Изгнание
Шрифт:
– Почему, собственно, - спросил певец Нат Курлянд, ныне Дональд Перси, - они питают такую идиотскую, бешеную ненависть к евреям?
Он говорил, ни к кому не обращаясь, подперев голову короткопалой широкой рукой; в горячих карих глазах его, задумчиво устремленных в пространство, было страдание.
– Я понимаю, - размышлял он вслух, - им нужен еврейский капитал, еврейские предприятия, чтобы насытить своих людей и отвести от себя вину за тяжкие условия существования. Но они могли бы это сделать гораздо проще.
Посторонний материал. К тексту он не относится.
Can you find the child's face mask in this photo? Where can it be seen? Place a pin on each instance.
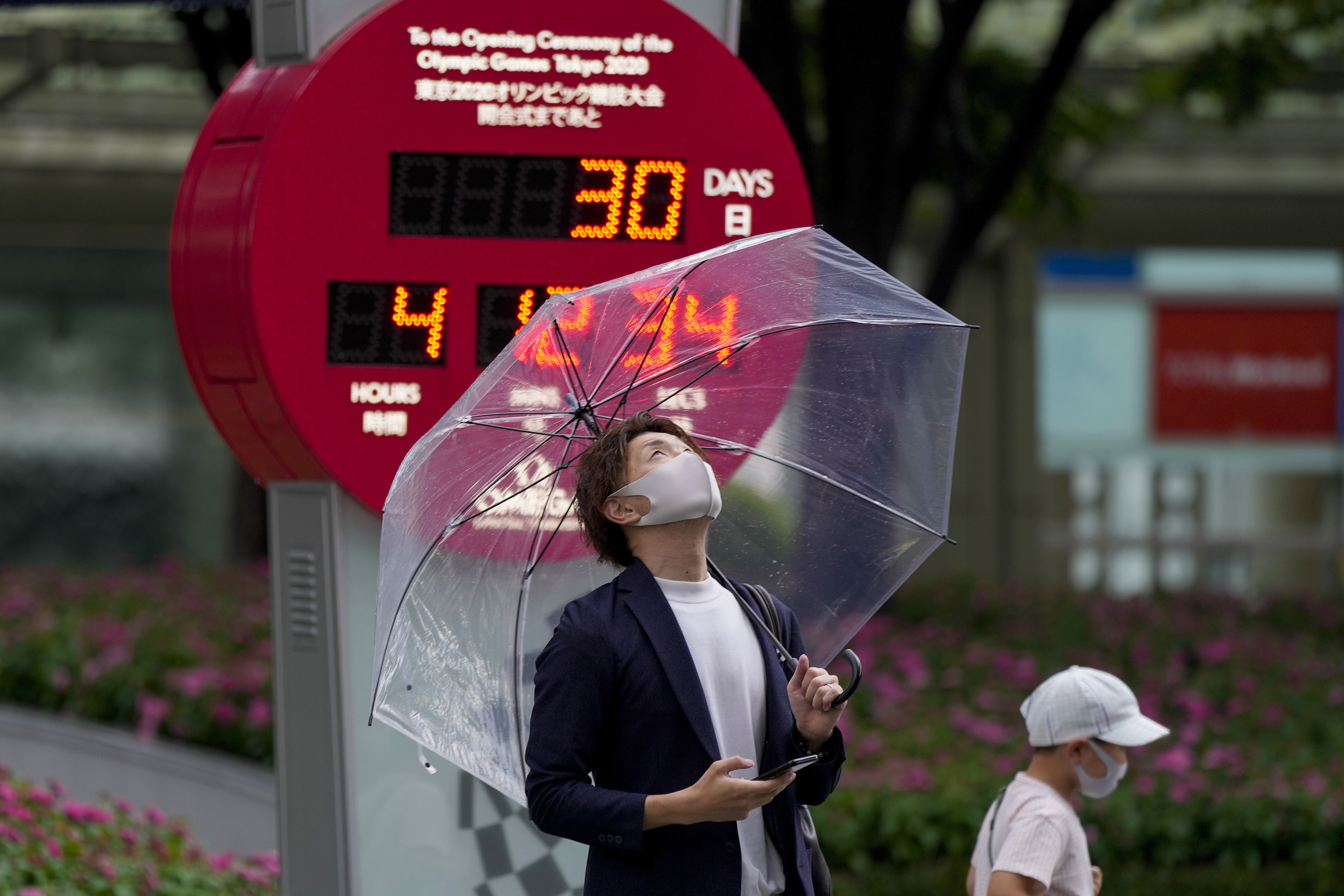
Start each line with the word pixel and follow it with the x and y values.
pixel 681 489
pixel 1104 786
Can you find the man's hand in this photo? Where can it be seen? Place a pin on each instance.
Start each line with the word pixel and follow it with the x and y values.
pixel 716 797
pixel 811 692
Зачем им издавать законы, которые им не приносят никакой выгоды,
– Напрасно вы ломаете себе голову над подобными вопросами, - сказал Петер Дюлькен и отбросил со лба прядь волос.
– Причин для их ненависти много. Одна из них, например, заключается в том, что примитив видит в разуме своего самого страшного врага. Безмозглая чернь, которую война и ее последствия подняли на поверхность и сделали властительницей Германии, сама в себя не верит. Чернь ненавидит разум, а в евреях, справедливо или несправедливо, она видит его представителей.
– Верно, - подтвердил Царнке, - эти люди ненавидят евреев не за неполноценность, а за высокую полноценность. Как-то на границе с Литвой я встретил одного крестьянина, который вел тяжбу со своим еврейским конкурентом. "Не мудрено быть умным, если ты еврей", - сказал он мне с возмущением.
– Когда я слушаю разбойничьи речи, которыми этот сброд загрязняет эфир, - начал опять певец Дональд Перси, - я развожу руками: неужели ему восторженно аплодируют те самые люди, которые два года назад так же восторженно аплодировали в оперном театре мне?
– Это не те самые люди, - мягко сказал Царнке и наполнил пустую рюмку певца.
– Нет, те самые, - настаивал Дональд Перси.
– Не говорите мне, пожалуйста, что есть немцы и есть боши. Все немцы - боши. Они-то ведь не делают разницы между евреем и евреем, хотя мне как-то сказал один знакомый, что есть евреи и есть израэлиты. Я не израэлит, я еврей.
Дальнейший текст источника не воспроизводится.